Adolescente, sexo e Gabriel

SexoQuase me inibo de dizer essas coisas, pois são, elas, do século passado. E nunca me imaginei estar escrevendo de um para outro século. Acontece que redescobri Gabriel, que ressurgiu num pedaço de jornal amarelecido lá do século passado. O nome dele: Gabriel de Latiffe. Ele era o meu outro. E preciso explicar, aos leitores deste século 21. Pois matei Gabriel.

Foi numa conversa de redação, com o Roberto Godoy. Surgiu a ideia de escrever uma outra coluna, algo que fugisse à narrativa do cotidiano. Foi quando nasceu o meu outro. E escolhi o nome que me surgiu num repente: Gabriel, meu avô; Latiffe, minha avó. E dei, à turcaiada, uns ares franceses: Gabriel de Latiffe.

E assim ficou por muito tempo. Ele me provocava, eu respondia. Chegou a ocorrer de precisar escrever dois artigos diferentes sobre um mesmo assunto mas por ângulos contrários. Eu, num dia, apresentava alguns argumentos; o Gabriel respondia com outros. Era como o episódio do Assis Chateaubriand querendo que o Davi Nasser escrevesse sobre Jesus Cristo: “A favor ou contra?”, perguntou Davi.

Naquele papel envelhecido, encontrei algo que o Gabriel escreveu e de que eu nem mais me lembrava. E ocorreu de tê-lo encontrado justamente quando se fazem novos debates sobre educação sexual nas escolas. O Gabriel contou a dificuldade em que se encontrara, mas não revelou o final da história. Ora, eu sei o que aconteceu, mas preciso deixar o Gabriel contar o que escreveu há uns dez anos:

“Sou um homem que envelhece. Não tenho, pois, o direito de alegar inexperiência, a menos que confesse minha incapacidade de aprender alguma coisa. E alguma coisa aprendi, necessária e importante, agora, para serenar. Aprendi que cada tempo da vida é uma adolescência, tempo de aprender. Há uma adolescência da velhice. Vivo-a, vou aprendendo, deslumbradamente. E eis o que descubro: o sonho humano é o mesmo; os momentos são diferentes. E amar é, ainda, o sonho maior.Tenho o privilégio de, na adolescência de minha velhice, conviver com um adolescente de 14 anos, meu filho da alma. Ora, não é verdade que o sonho acabou. Pois o garoto, numa dessas noites de conversas honestas e sem tutelas, fez-me um convite que, no fundo, era uma confissão: ‘Eu não aguento mais. Estou precisando de relações sexuais, mas não quero que seja do jeito que eu vejo na televisão ou entre os amigos que eu tenho. Quero que seja diferente, não sei explicar como. Você não quer me acompanhar? Você tem experiência, a gente poderia encontrar mulheres que… Você entende o que estou pedindo para você me ajudar?’. Sim, eu entendia. Comovidamente, eu entendia a imensidade de paixão na alma e na carne daquele adolescente. E descobri, enfim, que, realmente, nada há de novo sob o sol.

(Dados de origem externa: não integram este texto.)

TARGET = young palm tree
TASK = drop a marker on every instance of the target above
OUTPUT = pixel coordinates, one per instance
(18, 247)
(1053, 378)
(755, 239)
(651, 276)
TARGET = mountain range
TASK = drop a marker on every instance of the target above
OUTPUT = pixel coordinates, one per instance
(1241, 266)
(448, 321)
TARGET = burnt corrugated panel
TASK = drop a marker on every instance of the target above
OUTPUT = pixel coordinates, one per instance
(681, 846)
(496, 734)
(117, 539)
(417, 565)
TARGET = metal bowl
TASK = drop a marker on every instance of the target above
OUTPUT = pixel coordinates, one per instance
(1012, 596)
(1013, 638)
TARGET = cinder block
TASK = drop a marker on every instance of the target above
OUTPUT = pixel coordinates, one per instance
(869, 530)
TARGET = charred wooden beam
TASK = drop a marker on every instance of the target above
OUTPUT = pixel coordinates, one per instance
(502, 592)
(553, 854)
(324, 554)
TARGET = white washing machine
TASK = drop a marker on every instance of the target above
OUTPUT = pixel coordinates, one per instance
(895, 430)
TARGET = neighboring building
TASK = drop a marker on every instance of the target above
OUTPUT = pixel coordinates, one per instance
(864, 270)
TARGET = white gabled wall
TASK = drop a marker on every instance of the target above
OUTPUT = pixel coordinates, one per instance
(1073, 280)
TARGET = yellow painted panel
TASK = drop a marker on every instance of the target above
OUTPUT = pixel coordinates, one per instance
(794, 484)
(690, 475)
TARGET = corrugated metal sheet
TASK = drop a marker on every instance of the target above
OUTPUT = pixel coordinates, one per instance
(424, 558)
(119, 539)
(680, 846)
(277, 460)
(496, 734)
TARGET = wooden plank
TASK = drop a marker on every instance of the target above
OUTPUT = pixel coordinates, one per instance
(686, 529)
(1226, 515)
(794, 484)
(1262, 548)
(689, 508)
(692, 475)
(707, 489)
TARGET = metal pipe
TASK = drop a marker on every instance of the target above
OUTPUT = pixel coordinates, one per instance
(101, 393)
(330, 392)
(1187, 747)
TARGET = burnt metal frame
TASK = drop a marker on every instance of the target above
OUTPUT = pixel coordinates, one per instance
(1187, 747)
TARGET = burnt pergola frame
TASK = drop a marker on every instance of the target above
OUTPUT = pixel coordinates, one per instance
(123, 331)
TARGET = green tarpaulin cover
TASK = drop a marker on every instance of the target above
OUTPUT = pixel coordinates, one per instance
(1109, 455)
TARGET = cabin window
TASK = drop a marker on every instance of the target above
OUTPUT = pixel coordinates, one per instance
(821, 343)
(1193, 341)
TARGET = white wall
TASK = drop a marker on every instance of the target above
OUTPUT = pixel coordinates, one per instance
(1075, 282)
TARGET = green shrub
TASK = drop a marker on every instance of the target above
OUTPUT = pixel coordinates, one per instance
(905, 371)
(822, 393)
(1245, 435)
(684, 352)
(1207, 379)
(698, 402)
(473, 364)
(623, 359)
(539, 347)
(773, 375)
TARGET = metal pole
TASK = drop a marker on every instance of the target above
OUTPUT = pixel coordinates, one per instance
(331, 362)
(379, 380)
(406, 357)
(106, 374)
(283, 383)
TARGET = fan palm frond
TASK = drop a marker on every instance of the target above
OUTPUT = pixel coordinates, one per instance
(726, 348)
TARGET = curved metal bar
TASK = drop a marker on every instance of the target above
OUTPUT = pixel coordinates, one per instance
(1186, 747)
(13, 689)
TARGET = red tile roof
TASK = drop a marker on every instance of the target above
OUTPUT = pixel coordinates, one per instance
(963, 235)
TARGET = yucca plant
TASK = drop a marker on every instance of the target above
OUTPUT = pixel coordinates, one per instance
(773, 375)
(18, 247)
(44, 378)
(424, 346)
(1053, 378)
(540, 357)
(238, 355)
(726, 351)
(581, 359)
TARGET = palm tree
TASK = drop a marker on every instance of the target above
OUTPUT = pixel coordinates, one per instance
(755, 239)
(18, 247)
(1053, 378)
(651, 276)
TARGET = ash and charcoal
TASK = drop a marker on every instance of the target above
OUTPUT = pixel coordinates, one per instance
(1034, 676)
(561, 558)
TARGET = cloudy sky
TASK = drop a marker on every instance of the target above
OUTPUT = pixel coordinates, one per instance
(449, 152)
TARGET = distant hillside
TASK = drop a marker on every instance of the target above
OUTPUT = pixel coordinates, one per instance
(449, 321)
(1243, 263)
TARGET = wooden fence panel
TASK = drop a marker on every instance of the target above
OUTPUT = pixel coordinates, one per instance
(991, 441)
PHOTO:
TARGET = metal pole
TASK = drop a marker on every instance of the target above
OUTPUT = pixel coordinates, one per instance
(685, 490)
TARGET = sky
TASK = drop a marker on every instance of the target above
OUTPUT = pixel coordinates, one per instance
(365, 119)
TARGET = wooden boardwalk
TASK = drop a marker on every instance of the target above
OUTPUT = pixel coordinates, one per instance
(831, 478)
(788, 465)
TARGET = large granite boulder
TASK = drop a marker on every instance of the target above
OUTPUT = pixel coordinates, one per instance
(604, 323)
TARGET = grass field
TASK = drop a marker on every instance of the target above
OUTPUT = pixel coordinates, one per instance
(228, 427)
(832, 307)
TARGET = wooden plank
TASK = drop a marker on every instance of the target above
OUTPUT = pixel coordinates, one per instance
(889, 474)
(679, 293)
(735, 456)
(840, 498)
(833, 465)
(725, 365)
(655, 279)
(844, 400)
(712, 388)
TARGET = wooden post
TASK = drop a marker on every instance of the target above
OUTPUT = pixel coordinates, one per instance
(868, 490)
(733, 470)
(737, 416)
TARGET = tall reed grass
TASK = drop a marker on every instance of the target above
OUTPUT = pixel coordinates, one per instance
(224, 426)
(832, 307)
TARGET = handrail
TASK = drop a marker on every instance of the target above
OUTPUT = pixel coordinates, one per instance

Estou, pois, alvissareiramente confuso. Pedi, ao garoto, alguns dias para planejar um rendez-vous, com doces e ternas mulheres para nós dois. Foi a maneira que encontrei para, na realidade, ter tempo para pensar, para coordenar minhas emoções e conflitos. Ou, para dizer francamente, ser coerente com aquilo em que acredito: na vida como expressão única e privilegiada do amor. Nada falei, ainda, para o garoto. Mas, no mais fundo de mim, sei que ninguém — minha mulher, a sociedade por inteiro, nem mesmo Deus — conseguirá me condenar se eu me fizer cúmplice desse menino, ajudando-o a encontrar a primeira mulher que lhe revele o mais doce dos mistérios da vida, não o mais amargo”.

Lembro-me disso. Foi, na verdade, a minha solidão. Mas a história terminou de maneira prosaica e banal, da mesma forma como acontece há milhares de anos: o garoto começou a namorar, ficaram beijando-se, abraçando-se e o encontro aconteceu. O mistério fora-lhes, aos dois namoradinhos, revelado. Mas não houve nada de doçura. Contaram, depois — e o Gabriel não o revelou — que ficou, para eles, um sabor de amargura. Arrependeram-se de não terem sabido esperar.

Penso nisso, agora, lendo e vendo debates a respeito de “educação sexual” nas escolas. É de fisiologia ou anatomia que estão falando? Ou de sexo pelo sexo? Pois, se for vida a dois, um encontro de amor envolvendo espírito e carne, isso é aventura pessoal, impossível de ser ensinada. Genitalismo é uma coisa; sexualidade, outra. Acho.